Firstly : sorry for the delay, swamped with deadlines atm, will continue to be for the close future

secondly : having taken a step bak, i have been some making some passive-agressive/regular agressive comments.
i'm really sorry for that, i'm going to work on my communication more.
even the last one was pretty bad despite my intentions.
communication is really harder than one would think

[Morgane55440]

We can remain cross-platform using runtime detection of SIMD support. I've no idea how practical this will end up being, but there's potentially a lot of speedup available for some functions.

I don't believe there is a potential benefit. Also, runtime architecture detection is not cross-platform. In addition, difficulties with tests will begin, ci will no longer cover the entire code. It will also affect readability and security. And just for example, there are processors with sse3, but without avx. There are processors with mmx, but without sse.
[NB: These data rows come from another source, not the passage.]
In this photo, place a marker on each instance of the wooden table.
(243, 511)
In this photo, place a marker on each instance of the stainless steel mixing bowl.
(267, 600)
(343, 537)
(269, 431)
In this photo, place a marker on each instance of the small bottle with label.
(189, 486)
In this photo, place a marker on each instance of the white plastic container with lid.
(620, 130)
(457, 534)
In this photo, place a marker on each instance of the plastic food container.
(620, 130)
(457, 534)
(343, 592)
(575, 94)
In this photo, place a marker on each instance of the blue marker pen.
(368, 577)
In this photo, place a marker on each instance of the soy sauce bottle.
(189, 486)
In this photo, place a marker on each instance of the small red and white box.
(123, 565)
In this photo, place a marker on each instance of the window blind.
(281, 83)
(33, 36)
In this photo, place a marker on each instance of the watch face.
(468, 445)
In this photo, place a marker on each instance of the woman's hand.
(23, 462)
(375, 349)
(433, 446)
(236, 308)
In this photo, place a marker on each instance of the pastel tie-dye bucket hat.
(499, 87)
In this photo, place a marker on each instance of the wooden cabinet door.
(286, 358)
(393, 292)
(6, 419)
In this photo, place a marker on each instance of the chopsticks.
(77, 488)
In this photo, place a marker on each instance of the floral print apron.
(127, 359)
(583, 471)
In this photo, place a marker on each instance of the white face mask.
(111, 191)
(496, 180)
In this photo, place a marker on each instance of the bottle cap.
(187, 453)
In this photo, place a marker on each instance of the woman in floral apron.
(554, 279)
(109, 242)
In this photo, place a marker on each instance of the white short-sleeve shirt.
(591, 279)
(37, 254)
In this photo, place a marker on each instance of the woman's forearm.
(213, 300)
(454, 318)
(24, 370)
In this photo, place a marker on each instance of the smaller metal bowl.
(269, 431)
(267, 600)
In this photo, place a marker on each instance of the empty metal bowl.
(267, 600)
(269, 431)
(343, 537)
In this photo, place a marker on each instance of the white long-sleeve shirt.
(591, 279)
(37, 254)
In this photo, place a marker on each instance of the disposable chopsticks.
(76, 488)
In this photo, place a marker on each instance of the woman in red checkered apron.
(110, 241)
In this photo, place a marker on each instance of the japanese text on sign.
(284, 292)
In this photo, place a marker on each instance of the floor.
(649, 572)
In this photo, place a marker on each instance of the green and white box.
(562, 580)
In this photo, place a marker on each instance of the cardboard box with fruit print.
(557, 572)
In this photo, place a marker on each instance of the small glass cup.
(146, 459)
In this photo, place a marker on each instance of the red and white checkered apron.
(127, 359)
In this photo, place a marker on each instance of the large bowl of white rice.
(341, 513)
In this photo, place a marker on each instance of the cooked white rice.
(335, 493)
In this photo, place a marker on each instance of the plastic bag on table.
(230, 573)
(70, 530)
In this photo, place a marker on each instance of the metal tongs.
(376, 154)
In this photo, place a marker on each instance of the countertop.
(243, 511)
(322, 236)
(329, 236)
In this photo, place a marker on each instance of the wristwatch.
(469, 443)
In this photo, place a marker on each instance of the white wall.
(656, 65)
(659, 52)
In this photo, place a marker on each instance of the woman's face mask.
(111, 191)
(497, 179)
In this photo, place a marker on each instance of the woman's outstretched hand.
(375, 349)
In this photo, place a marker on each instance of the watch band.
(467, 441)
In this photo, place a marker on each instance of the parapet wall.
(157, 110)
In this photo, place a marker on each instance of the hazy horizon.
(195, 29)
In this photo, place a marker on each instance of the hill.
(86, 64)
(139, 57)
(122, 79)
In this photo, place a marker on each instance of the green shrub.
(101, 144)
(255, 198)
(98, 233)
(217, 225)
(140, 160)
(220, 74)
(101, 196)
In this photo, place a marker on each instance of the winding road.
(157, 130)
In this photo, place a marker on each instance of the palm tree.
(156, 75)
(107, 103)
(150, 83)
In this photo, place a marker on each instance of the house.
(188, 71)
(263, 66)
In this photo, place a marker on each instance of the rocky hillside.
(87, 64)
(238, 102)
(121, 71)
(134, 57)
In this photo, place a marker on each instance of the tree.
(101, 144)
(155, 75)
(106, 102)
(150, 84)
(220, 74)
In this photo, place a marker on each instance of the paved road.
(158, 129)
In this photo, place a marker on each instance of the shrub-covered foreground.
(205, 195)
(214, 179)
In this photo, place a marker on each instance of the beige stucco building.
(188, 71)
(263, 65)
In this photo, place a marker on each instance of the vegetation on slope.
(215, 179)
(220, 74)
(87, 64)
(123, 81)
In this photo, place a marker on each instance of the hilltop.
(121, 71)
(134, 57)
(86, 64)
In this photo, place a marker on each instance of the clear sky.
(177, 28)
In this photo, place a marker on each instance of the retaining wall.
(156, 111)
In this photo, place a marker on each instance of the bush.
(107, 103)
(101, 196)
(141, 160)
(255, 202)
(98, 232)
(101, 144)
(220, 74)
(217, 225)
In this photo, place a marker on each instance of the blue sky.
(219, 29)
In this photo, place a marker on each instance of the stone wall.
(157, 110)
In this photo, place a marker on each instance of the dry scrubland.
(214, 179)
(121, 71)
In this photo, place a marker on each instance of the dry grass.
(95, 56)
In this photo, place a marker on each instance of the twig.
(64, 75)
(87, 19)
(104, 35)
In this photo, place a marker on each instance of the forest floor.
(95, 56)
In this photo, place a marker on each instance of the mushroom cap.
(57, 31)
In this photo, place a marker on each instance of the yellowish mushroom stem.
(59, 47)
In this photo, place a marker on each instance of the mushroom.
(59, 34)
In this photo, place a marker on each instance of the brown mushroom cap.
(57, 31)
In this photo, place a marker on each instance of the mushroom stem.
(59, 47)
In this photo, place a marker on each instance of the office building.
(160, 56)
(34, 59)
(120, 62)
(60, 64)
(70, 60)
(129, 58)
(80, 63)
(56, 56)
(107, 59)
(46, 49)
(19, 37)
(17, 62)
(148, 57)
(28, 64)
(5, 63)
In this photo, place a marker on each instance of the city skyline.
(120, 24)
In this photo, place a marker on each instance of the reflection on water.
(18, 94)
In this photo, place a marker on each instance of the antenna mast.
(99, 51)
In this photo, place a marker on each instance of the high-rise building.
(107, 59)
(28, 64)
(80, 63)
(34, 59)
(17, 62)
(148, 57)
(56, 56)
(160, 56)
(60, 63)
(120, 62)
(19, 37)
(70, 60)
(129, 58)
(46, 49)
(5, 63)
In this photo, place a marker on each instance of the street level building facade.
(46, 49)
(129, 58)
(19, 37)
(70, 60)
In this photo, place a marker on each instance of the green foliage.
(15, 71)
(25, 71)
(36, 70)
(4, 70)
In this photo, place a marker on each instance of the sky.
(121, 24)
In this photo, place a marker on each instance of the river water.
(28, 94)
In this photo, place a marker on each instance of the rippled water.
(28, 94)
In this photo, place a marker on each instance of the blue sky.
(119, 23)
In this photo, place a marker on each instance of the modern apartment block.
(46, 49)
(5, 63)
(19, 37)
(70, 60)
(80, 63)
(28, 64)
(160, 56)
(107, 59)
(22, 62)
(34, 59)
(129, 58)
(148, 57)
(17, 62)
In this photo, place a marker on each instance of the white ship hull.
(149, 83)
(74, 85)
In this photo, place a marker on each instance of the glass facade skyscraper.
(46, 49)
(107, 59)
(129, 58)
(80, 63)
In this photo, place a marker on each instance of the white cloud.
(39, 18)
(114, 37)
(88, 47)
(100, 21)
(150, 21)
There are processors with sse2, but without sse3. There is avx without avx512. That is, the code should be about 10 times larger than it is now, to be fair to everyone.

i agree with that, i don't think detecting specific hardware would be super useful for a hardware agnostic library.

once simd goes stable (whenever that happens, it took years for all i know), it might be worth looking into, but for now, simply write code that nudges the compiler into using SIMD.
things like :

for (input, output) in (u8_slice_1).zip(u8_slice_2)
{
     *output = min(*input, *output);
}

are very likely to be compiled to SIMD whenever the compiler allows it on the given architecture and optimization flags are on.

for example, when i put the following code in a compiler explorer with "-O3" optimization (which as i understand it is our bench and relase optimization level) (i'm not 100% if it was targeting my architecture specifically, but it was some intel architecture), i found that it used the pminub(a packed min SIMD instruction) instruction on the 16 byte registers

pub fn main() {
    let mut n = 20usize;
    std::hint::black_box(&mut n);
    let mut v = vec![0u8;n];
    let mut v2 = vec![0u8;n];
    std::hint::black_box(&mut v);
    std::hint::black_box(&mut v2);
    for (input, output) in v.iter().zip(v2.iter_mut())
    {
        *output = (*output).min(*input);
    };
    let x = v.into_iter().min();
    std::hint::black_box(&x);
}

of course, to be absolutely clear, these things would impact different architectures differently, and it would be absolutely impossible to predict them all. but modifying code in ways that make it obvious to the compiler that SIMD could be used could potentially lead to significant speed increases. also given that i'm gonna look into it on my own, it doesn't matter much if i'm wrong

[theotherphil]

@cospectrum there surely are some performance benefits to be had from manual vectorisation, but I agree that handling multiple architectures and differing processor support would likely complicate the code significantly.

@Morgane55440 please don’t feel any pressure to respond quickly to discussions on an open source library :-) And for what it’s worth your comments all come across as perfectly polite and reasonable to me.

As @Morgane55440 has landed some significant performance improvements already and it looks like they have no specific future changes in flight I’ll close this issue as complete.